In 2019, SENER and CATEC completed the delivery of the telemetry and telecom, and antennas for the European Agency's PROBA-3 mission, for which SENER Aerospacial is the prime contractor. This group of antennas for the PROBA-3 mission includes the first one made by SENER Aerospacial using metal 3D printing.

==Power and Process==
SENER develops processing and electricity generating plants, especially combined-cycle, co-generation and solar thermal power plants (the company has participated in projects involving 26 plants in India, Spain and the USA, outstanding among which are Gemasolar, Valle 1 and Valle 2); nuclear power plants, liquefied natural gas regasification plants (as the Gate terminal in the Netherlands or the SAGGAS terminals), biofuels, refinery units, chemicals, petrochemicals and plastics plants, developing also transportation, storage and distribution systems for solid, liquid, and gaseous fuels.

==Civil and Architecture==
In this sector, SENER develops complete engineering projects for railroad infrastructure (International High Speed Line Figueras-Perpignan), high speed lines (sections of the high-speed lines Madrid-Valencia and Madrid-Barcelona), metros and Light Rail Systems, LRS (as lines 1, 2 and 4 of the Bilbao Metro, line 9 of the Barcelona metro or the light rail in Porto), roads and highways (developing technical standards for the ITS-Intelligent Transport Systems in Mexico), airports (Lublin Airport, preparation of the Master Plan of Mexico City Airport, etc.), ports (such as dredging projects in ports of Catalonia 2009–2012), marine works, hydraulic engineering, environmental projects, architecture and urbanism (reconstruction of Kraków football stadium, Bilbao exhibition centre or Valencia Airport Parking).

==Marine==
SENER has always retained its original marine vocation, and it is in this area that the company is specially acclaimed for its FORAN System. FORAN is a CAD/CAM system for the design, production and manufacture of ships.
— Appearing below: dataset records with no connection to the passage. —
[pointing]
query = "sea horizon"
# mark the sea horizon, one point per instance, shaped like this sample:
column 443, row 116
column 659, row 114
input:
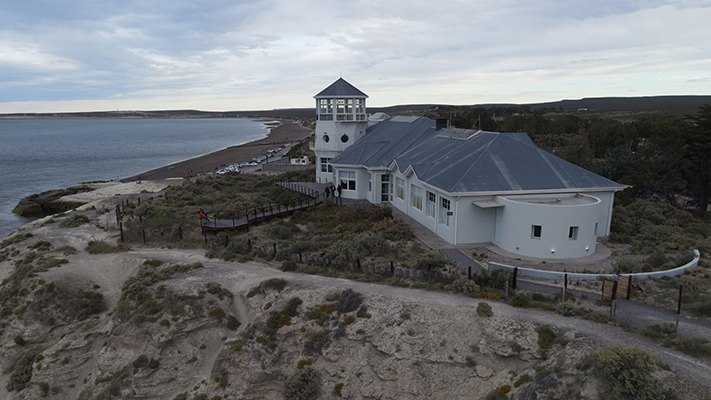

The system comprises several application packages, a number of common modules (build strategy, 2D drafting, 3D walk-through design review, concurrent engineering), links with production equipment, interfaces to management systems and even its own integrated development environment. The system runs on Windows workstations connected through LAN or WAN, permitting a fully interactive and concurrent definition of the ship 3D product model. The most recent design information is saved in an Oracle database providing designers with a wide range of complementary disciplines. When designing each ship part or each sub-assembly, it allows to define production processes in parallel mode, thus enabling the generation (for the most part, automatic) of custom-made, accurate and well-organized production information.
The company also undertakes engineering projects for ship design and engineering, such as the repair and modernization of the Argentinian Navy's icebreaker "Almirante Irizar" or the Viking Line Ferry at Seville Shipyard.

==SENER Grupo de Ingeniería==
SENER Grupo de Ingeniería - the matrix company - promotes and takes part in manufacturing and production businesses. Through its Aeronautics area, it is present in consortium, such as Industria de Turbopropulsores ITP (sole Spanish industrial company producing aeronautical engines and gas turbines, started by SENER in 1984). Furthermore, through its Energy and Environment area, SENER has promoted different projects – in which it also holds stock options and contributes with its own technology – in the fields of renewable energies and waste energy valorization such as Torresol Energy. The performance of all companies comprising the Energy and Environment area is based on technology and processes developed within the Group. A company highlight in 2011 was the commercial operation start of the Gemasolar thermosolar plant, owned by Torresol Energy, which has a rated power of 19.9 MW.

==SENER Foundation==
In 2002 SENER established the SENER Foundation having as a goal to support the training and work of people or groups from Spain or other countries that stand out for their scientific or technological competence, thus contributing to the progress of society. In support of young newly graduated engineers, the Foundation awards scholarships for postgraduate studies that are followed by an employment internship at SENER, which is a way to facilitate the integration of these professionals in technology projects.